Electricity flows quickly through graphene and without losing much
energy along the way. This, coupled with the fact that it is relatively
easy to fabricate, makes graphene a candidate for replacing or enhancing
the integrated circuits that fill our computers today.
This circuitry
is often built around tiny etched bits of silicon that contain billions
of transistors, each of which can act like a switch which is either in
an ON or OFF position or, alternatively, can be set as a 0 or a 1 in the
binary logic used by computers to store and process information.
Graphene chips may be cheaper, faster, and easier to fabricate than
silicon chips.
One thing slowing graphene’s use in electronics is that it might be too
good a conductor of electricity. To act as a switch a transistor needs
to be turned off and on quickly. The semiconducting materials normally
used in transistors are, by their nature, poised halfway between
conducting and not conducting electricity. That is, by the input of a
very tiny signal they can allow an electrical current to pass through
(designating the ON position) or not pass through (the OFF position).
Pure graphene, being mainly a good conductor, cannot be switched on and
off. However, Geim and many other scientists believe that graphene can
be altered to solve this problem.
A Down-to-Earth Discovery
Geim and Novoselov and their colleagues discovered graphene in a very
humble way. They took a bit of Scotch tape and ran it across a piece of
bulk graphite, the same stuff used in pencils. The tape removed carbon
flakes that were many layers thick. But by repeated use of the tape,
thinner and thinner flakes could be produced, including some eventually
that were only a single layer thick. Microscopic pictures confirmed
what the human eye could not see.
Graphene is sometimes compared with carbon nanotubes, essentially pieces
of graphene rolled up into a straw shape. Both are very good conductors
of heat and of electricity.
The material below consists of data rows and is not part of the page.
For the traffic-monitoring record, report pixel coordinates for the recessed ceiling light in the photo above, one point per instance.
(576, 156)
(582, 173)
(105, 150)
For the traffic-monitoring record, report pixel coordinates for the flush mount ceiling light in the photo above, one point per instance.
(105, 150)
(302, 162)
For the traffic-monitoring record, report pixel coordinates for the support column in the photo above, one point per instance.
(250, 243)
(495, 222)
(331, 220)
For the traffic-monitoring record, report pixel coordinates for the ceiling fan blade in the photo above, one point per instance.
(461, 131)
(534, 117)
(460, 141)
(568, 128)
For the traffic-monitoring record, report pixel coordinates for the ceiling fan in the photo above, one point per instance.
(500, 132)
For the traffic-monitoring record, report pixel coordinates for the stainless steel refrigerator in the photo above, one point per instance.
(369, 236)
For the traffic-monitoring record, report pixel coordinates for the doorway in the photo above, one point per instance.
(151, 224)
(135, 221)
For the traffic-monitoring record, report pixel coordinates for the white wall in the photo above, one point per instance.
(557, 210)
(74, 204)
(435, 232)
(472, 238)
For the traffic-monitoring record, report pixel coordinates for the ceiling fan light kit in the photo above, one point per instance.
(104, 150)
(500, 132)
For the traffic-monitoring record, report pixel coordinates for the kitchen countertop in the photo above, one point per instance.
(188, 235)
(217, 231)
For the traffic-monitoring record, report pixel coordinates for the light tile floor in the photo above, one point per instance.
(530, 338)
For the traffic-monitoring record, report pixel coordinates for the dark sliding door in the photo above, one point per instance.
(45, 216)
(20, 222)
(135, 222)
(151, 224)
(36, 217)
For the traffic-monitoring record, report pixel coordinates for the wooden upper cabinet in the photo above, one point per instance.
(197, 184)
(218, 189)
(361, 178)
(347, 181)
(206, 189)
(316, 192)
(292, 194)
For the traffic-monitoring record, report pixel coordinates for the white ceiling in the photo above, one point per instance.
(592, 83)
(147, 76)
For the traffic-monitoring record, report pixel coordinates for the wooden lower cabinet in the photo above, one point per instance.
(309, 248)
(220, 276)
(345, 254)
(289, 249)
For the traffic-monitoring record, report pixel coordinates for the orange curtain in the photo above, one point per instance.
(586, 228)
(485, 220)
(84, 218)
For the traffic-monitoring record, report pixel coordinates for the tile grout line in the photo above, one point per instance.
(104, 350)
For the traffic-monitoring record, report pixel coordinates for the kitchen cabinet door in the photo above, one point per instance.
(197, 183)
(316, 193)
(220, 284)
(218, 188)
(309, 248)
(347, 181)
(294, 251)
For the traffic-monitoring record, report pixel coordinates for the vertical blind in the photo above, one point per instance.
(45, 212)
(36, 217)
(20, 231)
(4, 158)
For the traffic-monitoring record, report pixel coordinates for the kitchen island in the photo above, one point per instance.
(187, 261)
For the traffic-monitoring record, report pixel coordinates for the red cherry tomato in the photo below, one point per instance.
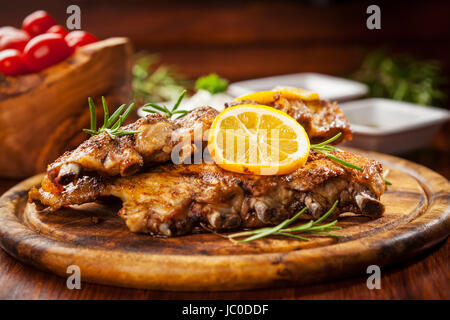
(58, 30)
(37, 23)
(45, 50)
(11, 62)
(12, 38)
(77, 39)
(6, 30)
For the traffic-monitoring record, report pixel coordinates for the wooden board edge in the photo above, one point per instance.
(272, 269)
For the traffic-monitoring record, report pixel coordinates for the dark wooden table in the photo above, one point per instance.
(425, 277)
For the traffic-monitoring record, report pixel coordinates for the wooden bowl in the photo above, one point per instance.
(42, 114)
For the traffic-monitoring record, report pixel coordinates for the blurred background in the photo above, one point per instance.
(241, 40)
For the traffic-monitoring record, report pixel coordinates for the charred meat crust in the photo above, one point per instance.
(126, 155)
(175, 199)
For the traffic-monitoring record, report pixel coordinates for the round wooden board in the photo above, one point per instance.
(94, 238)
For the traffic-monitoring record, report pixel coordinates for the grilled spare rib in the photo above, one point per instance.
(126, 155)
(321, 119)
(175, 199)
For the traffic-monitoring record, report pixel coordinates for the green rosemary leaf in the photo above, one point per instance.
(91, 132)
(327, 214)
(123, 133)
(149, 110)
(179, 100)
(281, 230)
(270, 231)
(115, 115)
(300, 228)
(122, 118)
(113, 131)
(293, 236)
(327, 141)
(105, 112)
(326, 234)
(93, 114)
(155, 106)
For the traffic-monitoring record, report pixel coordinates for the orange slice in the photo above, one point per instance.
(257, 139)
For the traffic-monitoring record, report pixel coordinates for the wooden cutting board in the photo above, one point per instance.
(94, 238)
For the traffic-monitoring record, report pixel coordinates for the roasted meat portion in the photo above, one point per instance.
(125, 155)
(321, 119)
(158, 137)
(175, 199)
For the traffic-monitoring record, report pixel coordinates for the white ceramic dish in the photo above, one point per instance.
(391, 126)
(328, 87)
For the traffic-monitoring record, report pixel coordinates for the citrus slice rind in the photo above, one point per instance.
(257, 139)
(291, 93)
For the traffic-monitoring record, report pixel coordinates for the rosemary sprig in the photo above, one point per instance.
(283, 230)
(323, 147)
(110, 125)
(164, 110)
Both are quite strong.
"Graphene is the fundamental basis of all carbon nanostructures,
including carbon nanotubes, fullerenes, and lots more and has been the
holy grail to the research community for many years," said Mildred
Dresselhaus, a physicist at MIT and an expert on these various forms of
carbon. "It is great that Geim and Novoselov have now been recognized by
this wonderful prize for having the idea of actually producing graphene
in a simple way and for developing beautiful physics based on this
material."
The King of Sweden will bestow the award on Geim and Novoselov in a Stockholm ceremony in December.
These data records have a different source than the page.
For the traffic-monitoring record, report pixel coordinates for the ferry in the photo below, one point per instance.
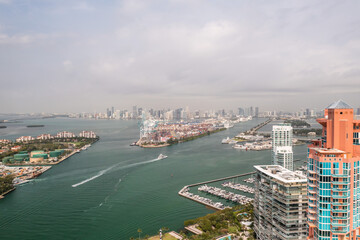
(161, 156)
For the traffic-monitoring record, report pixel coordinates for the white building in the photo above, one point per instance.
(44, 137)
(25, 139)
(65, 134)
(87, 134)
(282, 153)
(280, 203)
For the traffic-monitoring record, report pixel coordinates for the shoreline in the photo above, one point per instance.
(180, 140)
(47, 167)
(9, 191)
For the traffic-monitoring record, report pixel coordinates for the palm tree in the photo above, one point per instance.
(139, 231)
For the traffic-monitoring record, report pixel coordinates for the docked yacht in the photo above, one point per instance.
(240, 146)
(161, 156)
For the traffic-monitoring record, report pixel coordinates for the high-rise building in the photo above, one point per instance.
(241, 111)
(282, 153)
(280, 203)
(135, 112)
(333, 176)
(256, 112)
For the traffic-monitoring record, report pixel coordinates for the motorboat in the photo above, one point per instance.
(161, 156)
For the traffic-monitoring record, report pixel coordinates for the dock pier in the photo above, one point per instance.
(183, 192)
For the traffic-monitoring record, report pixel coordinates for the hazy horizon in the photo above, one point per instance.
(85, 56)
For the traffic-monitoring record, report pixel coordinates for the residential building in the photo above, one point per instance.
(44, 137)
(280, 203)
(87, 134)
(333, 177)
(24, 139)
(282, 153)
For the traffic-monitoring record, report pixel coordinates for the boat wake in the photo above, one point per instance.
(102, 172)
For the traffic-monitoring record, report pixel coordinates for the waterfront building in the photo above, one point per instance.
(65, 134)
(24, 139)
(282, 153)
(333, 177)
(44, 137)
(87, 134)
(280, 203)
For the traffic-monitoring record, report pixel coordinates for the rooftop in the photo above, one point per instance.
(328, 150)
(282, 174)
(340, 104)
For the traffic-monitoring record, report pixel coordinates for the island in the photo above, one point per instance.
(154, 134)
(29, 157)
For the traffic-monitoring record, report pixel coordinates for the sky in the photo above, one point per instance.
(85, 56)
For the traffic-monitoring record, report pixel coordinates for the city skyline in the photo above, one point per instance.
(82, 56)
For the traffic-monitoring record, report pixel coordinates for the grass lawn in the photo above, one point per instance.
(165, 237)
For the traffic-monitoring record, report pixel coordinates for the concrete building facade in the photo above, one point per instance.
(282, 153)
(333, 177)
(280, 203)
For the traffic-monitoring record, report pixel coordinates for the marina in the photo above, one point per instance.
(147, 189)
(237, 198)
(218, 192)
(184, 192)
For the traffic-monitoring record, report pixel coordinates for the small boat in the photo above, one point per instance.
(232, 141)
(239, 146)
(161, 156)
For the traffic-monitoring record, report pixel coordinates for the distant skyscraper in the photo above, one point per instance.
(135, 113)
(108, 112)
(280, 204)
(139, 111)
(334, 176)
(282, 152)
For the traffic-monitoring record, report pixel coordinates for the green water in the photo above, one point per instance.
(132, 191)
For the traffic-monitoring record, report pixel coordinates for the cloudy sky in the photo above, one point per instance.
(74, 56)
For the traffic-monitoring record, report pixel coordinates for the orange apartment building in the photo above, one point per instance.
(333, 177)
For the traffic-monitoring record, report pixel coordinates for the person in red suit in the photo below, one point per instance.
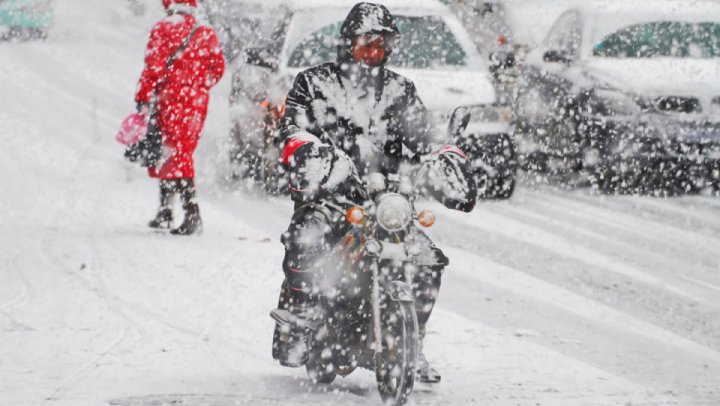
(175, 86)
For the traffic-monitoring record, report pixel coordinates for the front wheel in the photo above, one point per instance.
(395, 367)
In an offbeat footnote to today's announcement, Andre Geim has become
one of the few scientists to possess both a Nobel Prize and an Ig-Nobel
prize. The Ig-Nobels are sort of the anti-Nobel prize; they are awarded
partly as a joke and partly to make people think. Geim won an Ig-Nobel
in 2000 for levitating frogs using magnetic fields. This work was not
bogus, just strange.
Meanwhile, Geim and other researchers expect to find plenty of other
applications for graphene. Besides use in building materials or
electronics, graphene might emerge as a basis for chemical sensors and
for generators of terahertz-range light. This type of radiation, with
frequencies of about one trillion cycles per second, is somewhat
difficult to produce. It might be important as a new imaging tool since
human bodies are transparent at this frequency, making this sort of
light wave useful for security or medical scanning machines.